As I noted back in 2013, McRapey hasn’t changed what passes for his debating technique since at least 2005.
- Make an obviously questionable assertion.
- When the assertion is questioned, appeal to bachelor’s degree.
- When the appeal to the bachelor’s degree is questioned, question the questioner’s intellect and/or good will.
- Avoid further questions.
- Posture as if one has thoroughly proved one’s point.
He even went so far as to claim that I had never bested him in any argument. “As for besting me in argument, well, no, not at any point I can remember.”
SJWs always lie.
Sure you don’t remember, Johnny. Read SJWs Always Lie, Amazon’s #1 bestseller in Political Philosophy. It will serve to refresh your memory in brutal and well-documented detail, and it even contains a chapter devoted to rhetoric that you will find educational.
Speaking of Dunning-Kruger, McRapey is a walking, talking example of the syndrome in action, particularly when it comes to rhetoric. For all that he majored in something that could be considered akin to it if you squint hard enough, he clearly doesn’t know the first thing about it. The rhetorical device to which he habitually resorts is a sophistical and dialectically illegitimate one called “ambiguity”, not that he could correctly identify or name it despite his famous bachelor’s degree. But then, as we know, we shouldn’t be too harsh on him considering that he’s not even smart enough for Mensa. Aristotle had Scalzi’s kind pegged more than 2,000 years ago.
“Now for some people it is better worth while to seem to be wise,
than to be wise without seeming to be (for the art of the sophist is the
semblance of wisdom without the reality, and the sophist is one who
makes money from an apparent but unreal wisdom); for them, then, it is
clearly essential also to seem to accomplish the task of a wise man
rather than to accomplish it without seeming to do so.”
As for me, I don’t brag about my Mensa membership. Why on Earth would I? The requirements for joining aren’t even within a standard deviation of my IQ or the three other residents of the Digital Ghetto back in the day. I joined Mensa after starting my WND column as an efficient and effective way to defang the inevitable “right-wing writer is stupid” disqualifications from the left. And that is precisely why some people on the right brandish it like a shield, because that is exactly what it is: a rhetorical shield that successfully blunts the left’s most frequently used rhetorical disqualification: “dey stupid, DISQUALIFY!”

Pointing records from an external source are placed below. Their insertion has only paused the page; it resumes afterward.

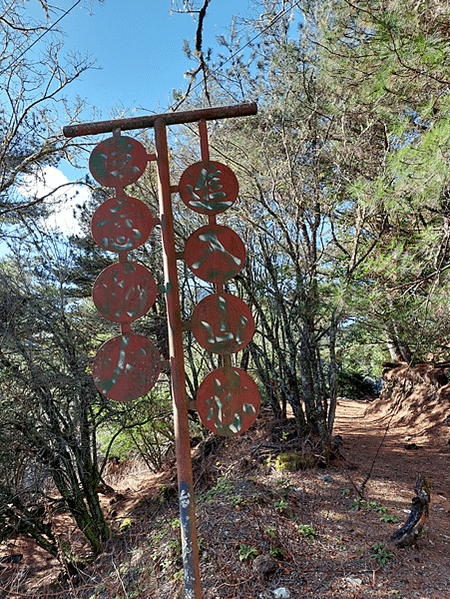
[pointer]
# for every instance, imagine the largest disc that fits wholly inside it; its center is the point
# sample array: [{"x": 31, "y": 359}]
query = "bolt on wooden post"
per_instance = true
[{"x": 128, "y": 365}]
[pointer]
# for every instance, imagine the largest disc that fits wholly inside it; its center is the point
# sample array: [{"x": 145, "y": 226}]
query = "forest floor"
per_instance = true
[{"x": 266, "y": 533}]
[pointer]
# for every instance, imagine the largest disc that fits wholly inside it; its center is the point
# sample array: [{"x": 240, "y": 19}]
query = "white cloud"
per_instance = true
[{"x": 62, "y": 196}]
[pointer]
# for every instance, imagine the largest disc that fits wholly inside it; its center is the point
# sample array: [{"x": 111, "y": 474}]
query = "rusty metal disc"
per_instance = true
[
  {"x": 228, "y": 401},
  {"x": 124, "y": 292},
  {"x": 208, "y": 187},
  {"x": 222, "y": 323},
  {"x": 122, "y": 224},
  {"x": 126, "y": 367},
  {"x": 118, "y": 161},
  {"x": 215, "y": 253}
]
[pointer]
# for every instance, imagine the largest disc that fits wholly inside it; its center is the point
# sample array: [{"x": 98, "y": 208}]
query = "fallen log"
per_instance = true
[{"x": 407, "y": 535}]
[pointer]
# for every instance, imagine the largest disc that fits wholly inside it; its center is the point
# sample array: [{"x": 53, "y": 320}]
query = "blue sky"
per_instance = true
[
  {"x": 138, "y": 49},
  {"x": 138, "y": 46}
]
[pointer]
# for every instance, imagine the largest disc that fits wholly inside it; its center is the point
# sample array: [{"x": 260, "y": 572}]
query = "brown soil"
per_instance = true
[{"x": 302, "y": 520}]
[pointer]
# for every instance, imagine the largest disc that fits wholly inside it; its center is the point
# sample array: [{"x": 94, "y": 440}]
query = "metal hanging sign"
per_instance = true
[
  {"x": 228, "y": 401},
  {"x": 215, "y": 253},
  {"x": 128, "y": 365},
  {"x": 222, "y": 323},
  {"x": 122, "y": 224},
  {"x": 208, "y": 187},
  {"x": 124, "y": 292},
  {"x": 118, "y": 161}
]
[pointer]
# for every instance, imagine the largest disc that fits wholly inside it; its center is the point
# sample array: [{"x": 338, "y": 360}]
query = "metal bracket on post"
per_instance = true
[{"x": 171, "y": 289}]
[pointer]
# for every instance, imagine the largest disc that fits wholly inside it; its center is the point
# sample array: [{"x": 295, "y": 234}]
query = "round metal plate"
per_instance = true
[
  {"x": 228, "y": 401},
  {"x": 118, "y": 161},
  {"x": 208, "y": 187},
  {"x": 215, "y": 253},
  {"x": 222, "y": 323},
  {"x": 126, "y": 367},
  {"x": 122, "y": 224},
  {"x": 124, "y": 292}
]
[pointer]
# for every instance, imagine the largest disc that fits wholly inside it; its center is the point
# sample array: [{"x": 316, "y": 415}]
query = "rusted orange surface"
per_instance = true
[
  {"x": 126, "y": 367},
  {"x": 228, "y": 401}
]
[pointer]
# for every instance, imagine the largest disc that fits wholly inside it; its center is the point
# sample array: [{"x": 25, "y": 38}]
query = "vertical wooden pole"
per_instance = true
[{"x": 179, "y": 396}]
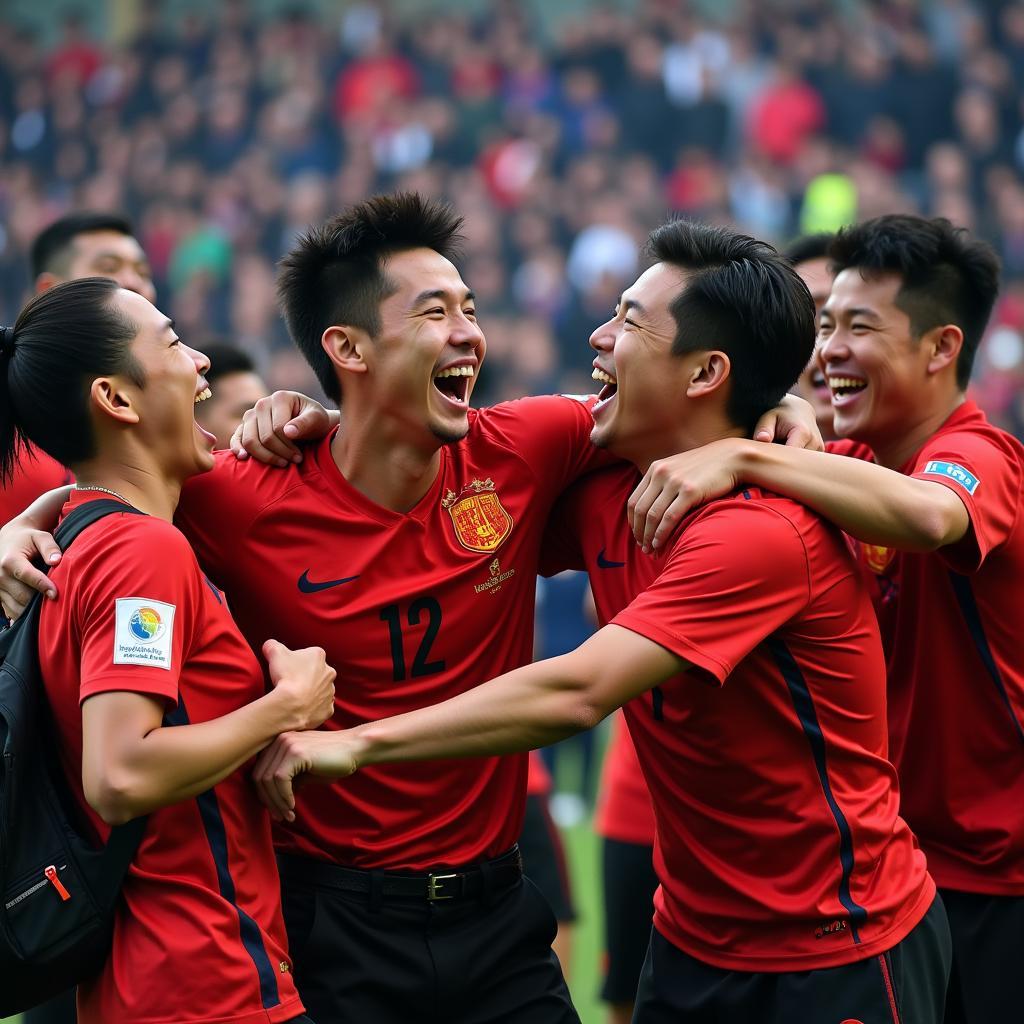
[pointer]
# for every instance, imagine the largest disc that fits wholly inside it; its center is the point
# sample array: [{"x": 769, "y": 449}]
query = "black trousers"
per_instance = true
[
  {"x": 544, "y": 858},
  {"x": 988, "y": 956},
  {"x": 58, "y": 1011},
  {"x": 393, "y": 960},
  {"x": 906, "y": 985},
  {"x": 629, "y": 881}
]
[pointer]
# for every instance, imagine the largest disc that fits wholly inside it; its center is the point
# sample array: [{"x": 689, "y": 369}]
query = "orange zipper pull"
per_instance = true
[{"x": 51, "y": 873}]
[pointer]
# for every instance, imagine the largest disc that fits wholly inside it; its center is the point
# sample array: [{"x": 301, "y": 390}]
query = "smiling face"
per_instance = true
[
  {"x": 174, "y": 385},
  {"x": 235, "y": 395},
  {"x": 644, "y": 383},
  {"x": 422, "y": 365},
  {"x": 877, "y": 370}
]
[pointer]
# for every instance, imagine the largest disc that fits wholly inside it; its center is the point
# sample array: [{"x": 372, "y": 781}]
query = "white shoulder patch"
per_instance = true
[{"x": 142, "y": 633}]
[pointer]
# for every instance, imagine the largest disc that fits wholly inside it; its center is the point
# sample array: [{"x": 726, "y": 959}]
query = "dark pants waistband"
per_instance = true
[{"x": 444, "y": 884}]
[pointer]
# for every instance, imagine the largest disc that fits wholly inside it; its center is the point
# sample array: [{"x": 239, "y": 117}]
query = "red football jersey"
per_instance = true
[
  {"x": 539, "y": 780},
  {"x": 624, "y": 808},
  {"x": 779, "y": 846},
  {"x": 36, "y": 473},
  {"x": 199, "y": 935},
  {"x": 412, "y": 608},
  {"x": 951, "y": 624}
]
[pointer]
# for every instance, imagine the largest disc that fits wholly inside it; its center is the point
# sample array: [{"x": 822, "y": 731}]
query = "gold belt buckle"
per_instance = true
[{"x": 435, "y": 883}]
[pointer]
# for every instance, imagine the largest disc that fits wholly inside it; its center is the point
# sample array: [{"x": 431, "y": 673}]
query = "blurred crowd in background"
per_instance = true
[{"x": 222, "y": 133}]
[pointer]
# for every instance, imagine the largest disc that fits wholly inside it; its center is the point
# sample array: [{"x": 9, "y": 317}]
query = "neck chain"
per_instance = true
[{"x": 105, "y": 491}]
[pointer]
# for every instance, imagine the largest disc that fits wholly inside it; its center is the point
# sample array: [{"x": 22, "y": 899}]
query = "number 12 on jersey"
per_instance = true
[{"x": 422, "y": 666}]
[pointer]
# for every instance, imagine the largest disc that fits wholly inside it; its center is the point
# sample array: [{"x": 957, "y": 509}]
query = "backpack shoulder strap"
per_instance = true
[
  {"x": 124, "y": 839},
  {"x": 85, "y": 515}
]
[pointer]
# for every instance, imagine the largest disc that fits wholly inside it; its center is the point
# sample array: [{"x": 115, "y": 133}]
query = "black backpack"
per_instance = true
[{"x": 57, "y": 892}]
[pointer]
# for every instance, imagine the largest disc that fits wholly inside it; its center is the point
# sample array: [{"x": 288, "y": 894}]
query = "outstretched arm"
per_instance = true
[
  {"x": 868, "y": 502},
  {"x": 521, "y": 710},
  {"x": 25, "y": 538}
]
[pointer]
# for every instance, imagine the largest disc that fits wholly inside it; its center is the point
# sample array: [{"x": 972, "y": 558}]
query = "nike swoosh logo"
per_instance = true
[{"x": 308, "y": 587}]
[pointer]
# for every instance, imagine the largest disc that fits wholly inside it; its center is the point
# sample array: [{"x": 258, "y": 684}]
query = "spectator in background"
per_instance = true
[
  {"x": 236, "y": 387},
  {"x": 809, "y": 256},
  {"x": 765, "y": 117}
]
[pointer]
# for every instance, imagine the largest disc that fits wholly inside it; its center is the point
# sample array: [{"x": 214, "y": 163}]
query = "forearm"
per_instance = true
[
  {"x": 530, "y": 707},
  {"x": 175, "y": 763},
  {"x": 868, "y": 502}
]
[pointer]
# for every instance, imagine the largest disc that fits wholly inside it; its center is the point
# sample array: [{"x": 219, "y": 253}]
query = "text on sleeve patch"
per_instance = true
[
  {"x": 953, "y": 472},
  {"x": 142, "y": 633}
]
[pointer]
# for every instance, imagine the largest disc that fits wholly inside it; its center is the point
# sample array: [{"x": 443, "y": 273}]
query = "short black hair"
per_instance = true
[
  {"x": 64, "y": 339},
  {"x": 51, "y": 248},
  {"x": 947, "y": 276},
  {"x": 809, "y": 247},
  {"x": 224, "y": 359},
  {"x": 745, "y": 299},
  {"x": 335, "y": 273}
]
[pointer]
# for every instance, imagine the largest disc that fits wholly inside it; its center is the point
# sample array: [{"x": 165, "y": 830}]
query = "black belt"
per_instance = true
[{"x": 464, "y": 883}]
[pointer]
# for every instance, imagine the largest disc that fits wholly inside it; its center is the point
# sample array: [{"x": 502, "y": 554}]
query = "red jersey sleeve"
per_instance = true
[
  {"x": 986, "y": 475},
  {"x": 135, "y": 611},
  {"x": 216, "y": 509},
  {"x": 736, "y": 573},
  {"x": 562, "y": 549},
  {"x": 552, "y": 434}
]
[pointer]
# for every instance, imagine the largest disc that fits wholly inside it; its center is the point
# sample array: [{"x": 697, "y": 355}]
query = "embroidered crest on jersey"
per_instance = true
[
  {"x": 478, "y": 516},
  {"x": 497, "y": 579},
  {"x": 951, "y": 471},
  {"x": 143, "y": 630},
  {"x": 877, "y": 557}
]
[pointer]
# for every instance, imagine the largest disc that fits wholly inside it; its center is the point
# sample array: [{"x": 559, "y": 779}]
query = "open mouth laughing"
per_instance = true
[
  {"x": 846, "y": 388},
  {"x": 608, "y": 391},
  {"x": 454, "y": 383}
]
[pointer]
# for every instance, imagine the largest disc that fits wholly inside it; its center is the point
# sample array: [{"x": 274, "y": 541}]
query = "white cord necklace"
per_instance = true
[{"x": 105, "y": 491}]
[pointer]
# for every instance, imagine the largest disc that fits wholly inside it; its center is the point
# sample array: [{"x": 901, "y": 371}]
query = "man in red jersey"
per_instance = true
[
  {"x": 79, "y": 245},
  {"x": 935, "y": 503},
  {"x": 408, "y": 542},
  {"x": 751, "y": 669}
]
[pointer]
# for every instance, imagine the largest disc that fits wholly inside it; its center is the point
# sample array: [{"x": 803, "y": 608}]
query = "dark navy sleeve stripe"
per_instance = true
[
  {"x": 972, "y": 616},
  {"x": 216, "y": 836},
  {"x": 657, "y": 704},
  {"x": 804, "y": 705}
]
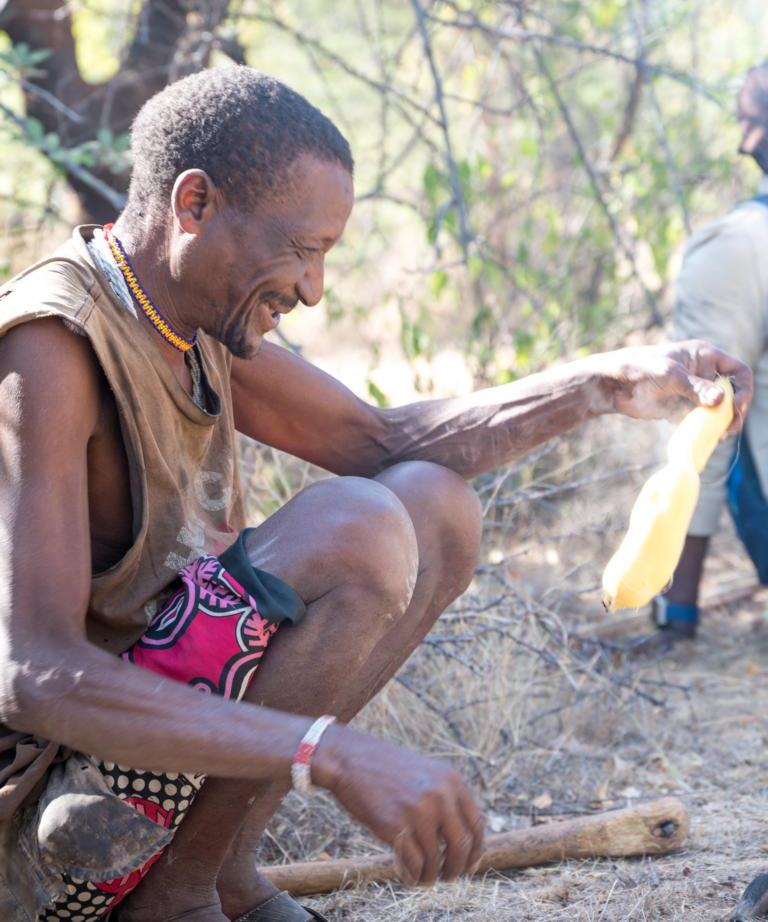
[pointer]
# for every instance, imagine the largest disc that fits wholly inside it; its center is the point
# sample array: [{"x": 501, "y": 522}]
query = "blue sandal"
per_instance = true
[{"x": 281, "y": 908}]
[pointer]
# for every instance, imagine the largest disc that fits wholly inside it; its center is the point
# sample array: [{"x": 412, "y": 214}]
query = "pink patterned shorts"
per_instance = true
[{"x": 209, "y": 635}]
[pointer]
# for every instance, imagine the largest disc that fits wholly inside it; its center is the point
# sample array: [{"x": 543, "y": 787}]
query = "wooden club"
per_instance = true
[{"x": 654, "y": 828}]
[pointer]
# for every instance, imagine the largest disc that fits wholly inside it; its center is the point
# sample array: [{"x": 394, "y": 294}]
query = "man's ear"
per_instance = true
[{"x": 194, "y": 200}]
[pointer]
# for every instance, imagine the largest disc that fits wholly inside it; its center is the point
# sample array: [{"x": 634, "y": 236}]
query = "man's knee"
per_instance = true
[
  {"x": 446, "y": 512},
  {"x": 370, "y": 540}
]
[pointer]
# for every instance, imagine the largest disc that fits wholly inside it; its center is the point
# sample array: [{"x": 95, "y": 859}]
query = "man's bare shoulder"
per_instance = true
[{"x": 49, "y": 377}]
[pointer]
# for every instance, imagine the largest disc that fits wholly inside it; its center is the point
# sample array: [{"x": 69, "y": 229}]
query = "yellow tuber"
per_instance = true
[{"x": 647, "y": 557}]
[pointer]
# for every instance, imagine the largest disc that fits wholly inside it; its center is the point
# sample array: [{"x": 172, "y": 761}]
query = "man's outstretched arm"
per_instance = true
[
  {"x": 57, "y": 685},
  {"x": 285, "y": 402}
]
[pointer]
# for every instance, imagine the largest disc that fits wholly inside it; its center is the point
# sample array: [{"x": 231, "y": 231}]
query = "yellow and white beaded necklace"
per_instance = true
[{"x": 158, "y": 321}]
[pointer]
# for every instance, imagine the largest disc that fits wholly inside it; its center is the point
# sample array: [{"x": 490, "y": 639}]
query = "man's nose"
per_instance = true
[{"x": 310, "y": 286}]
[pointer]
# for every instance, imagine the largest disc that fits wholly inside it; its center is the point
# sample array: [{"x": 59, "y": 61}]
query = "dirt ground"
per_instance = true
[
  {"x": 545, "y": 726},
  {"x": 712, "y": 752}
]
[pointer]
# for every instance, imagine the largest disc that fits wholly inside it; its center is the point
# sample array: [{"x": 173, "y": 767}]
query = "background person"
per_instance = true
[{"x": 722, "y": 296}]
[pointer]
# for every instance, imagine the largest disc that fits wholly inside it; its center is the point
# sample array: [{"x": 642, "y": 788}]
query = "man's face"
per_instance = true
[{"x": 265, "y": 263}]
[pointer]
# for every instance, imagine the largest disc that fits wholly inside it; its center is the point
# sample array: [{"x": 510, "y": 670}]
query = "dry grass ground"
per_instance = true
[{"x": 545, "y": 726}]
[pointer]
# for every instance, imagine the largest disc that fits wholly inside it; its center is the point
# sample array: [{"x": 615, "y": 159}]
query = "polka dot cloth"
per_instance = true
[
  {"x": 163, "y": 798},
  {"x": 211, "y": 636}
]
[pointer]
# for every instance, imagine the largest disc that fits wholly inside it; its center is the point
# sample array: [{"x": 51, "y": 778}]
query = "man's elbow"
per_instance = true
[{"x": 31, "y": 694}]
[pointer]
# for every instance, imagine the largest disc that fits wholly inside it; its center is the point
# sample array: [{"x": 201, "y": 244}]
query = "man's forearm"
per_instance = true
[
  {"x": 118, "y": 712},
  {"x": 488, "y": 428}
]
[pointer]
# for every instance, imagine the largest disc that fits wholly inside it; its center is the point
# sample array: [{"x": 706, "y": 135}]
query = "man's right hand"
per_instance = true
[{"x": 418, "y": 805}]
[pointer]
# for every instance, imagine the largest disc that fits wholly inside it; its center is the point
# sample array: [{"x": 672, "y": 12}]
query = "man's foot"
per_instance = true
[
  {"x": 170, "y": 901},
  {"x": 148, "y": 914},
  {"x": 239, "y": 893}
]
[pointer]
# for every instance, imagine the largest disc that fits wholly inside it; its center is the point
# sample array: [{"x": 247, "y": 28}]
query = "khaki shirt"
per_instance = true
[{"x": 722, "y": 296}]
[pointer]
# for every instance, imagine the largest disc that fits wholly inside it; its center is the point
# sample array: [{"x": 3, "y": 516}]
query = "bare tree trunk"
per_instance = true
[{"x": 172, "y": 38}]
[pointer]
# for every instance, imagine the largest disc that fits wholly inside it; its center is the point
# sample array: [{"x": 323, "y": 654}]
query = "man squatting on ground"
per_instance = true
[
  {"x": 722, "y": 296},
  {"x": 125, "y": 581}
]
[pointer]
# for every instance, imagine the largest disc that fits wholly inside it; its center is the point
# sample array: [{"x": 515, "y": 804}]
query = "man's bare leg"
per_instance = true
[{"x": 350, "y": 548}]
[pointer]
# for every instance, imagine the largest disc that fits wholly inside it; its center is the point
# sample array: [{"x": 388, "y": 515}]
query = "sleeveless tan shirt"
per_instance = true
[{"x": 182, "y": 462}]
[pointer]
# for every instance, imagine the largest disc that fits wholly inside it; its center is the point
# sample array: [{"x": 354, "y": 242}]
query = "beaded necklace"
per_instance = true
[{"x": 140, "y": 296}]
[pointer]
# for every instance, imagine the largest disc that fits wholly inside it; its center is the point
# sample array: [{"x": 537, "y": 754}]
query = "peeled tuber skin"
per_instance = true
[{"x": 650, "y": 551}]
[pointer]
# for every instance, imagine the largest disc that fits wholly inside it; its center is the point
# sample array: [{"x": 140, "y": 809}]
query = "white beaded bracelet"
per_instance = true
[{"x": 301, "y": 771}]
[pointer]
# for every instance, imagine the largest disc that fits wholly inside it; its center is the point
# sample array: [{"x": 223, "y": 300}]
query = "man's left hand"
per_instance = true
[{"x": 649, "y": 382}]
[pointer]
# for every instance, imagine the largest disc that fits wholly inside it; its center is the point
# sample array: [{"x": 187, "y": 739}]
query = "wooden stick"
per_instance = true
[{"x": 654, "y": 828}]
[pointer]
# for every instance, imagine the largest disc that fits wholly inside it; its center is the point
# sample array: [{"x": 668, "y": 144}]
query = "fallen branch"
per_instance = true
[{"x": 654, "y": 828}]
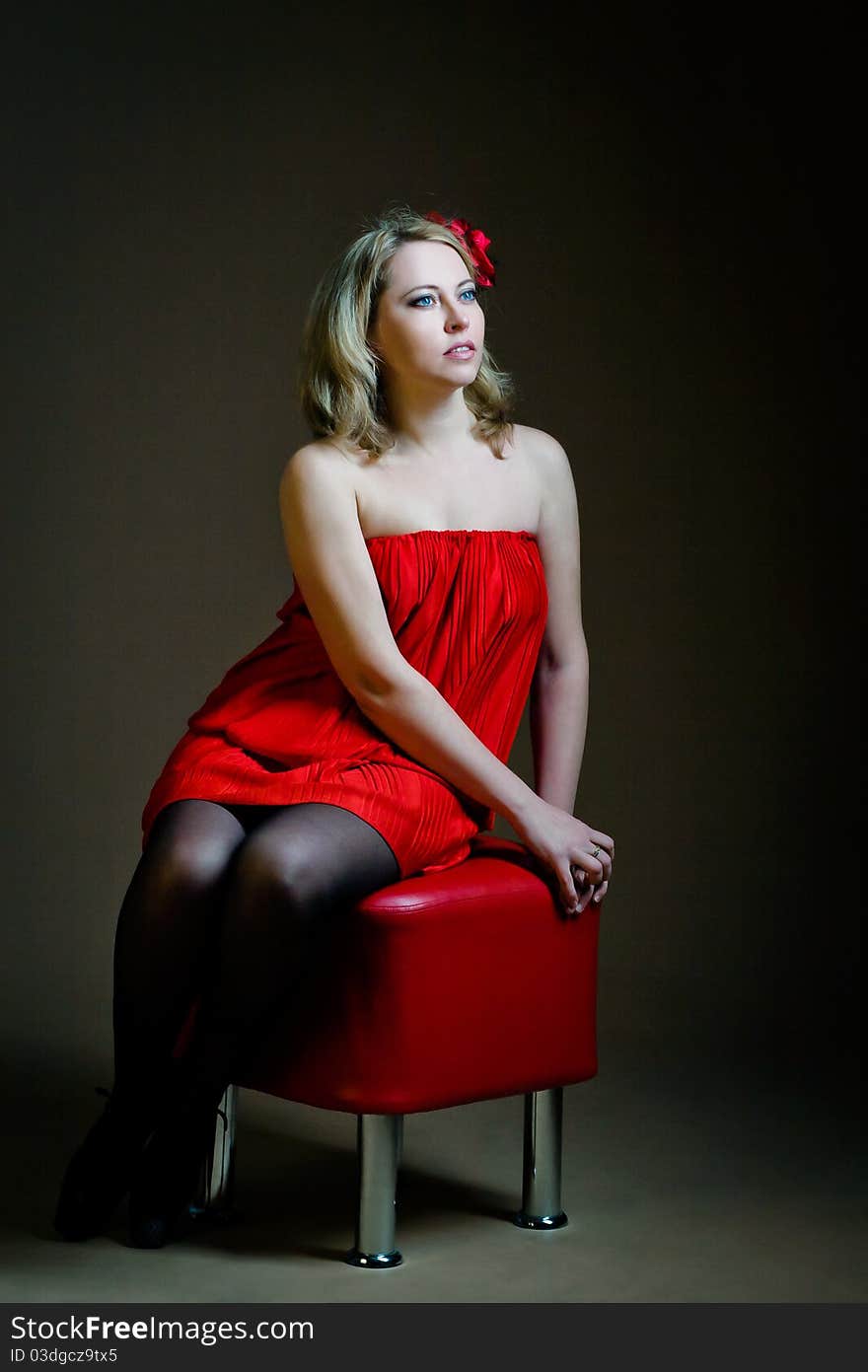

And since we’re on the subject of SJWs lying, where, exactly, is the “bragging about your Mensa card” in Sarah’s post, to which, of course, McRapey does not link? Go ahead, see just how much importance she and her readers place on it and note the context in which it was mentioned.
But do tell us more about how it is actually membership in Mensa that is stupid and totally doesn’t matter and doesn’t mean that one is intelligent at all, Johnny. Let it all out. You’ll feel better after a good cry.
UPDATE: It turns out that Mr. “Bachelor’s Degree in Philosophy of Language from the University of Chicago” graduated with a 2.8 GPA. See, obviously he was one of the cool party guys… at the University of Chicago.
I was not hugely grade-intensive. I didn’t stress out: I had a 2.8 GPA…. I did well in the classes that I liked, and I did very poorly in the classes that I did not care about.
Apparently he didn’t care about his IQ test either, or he totally would have done well enough to qualify for Mensa.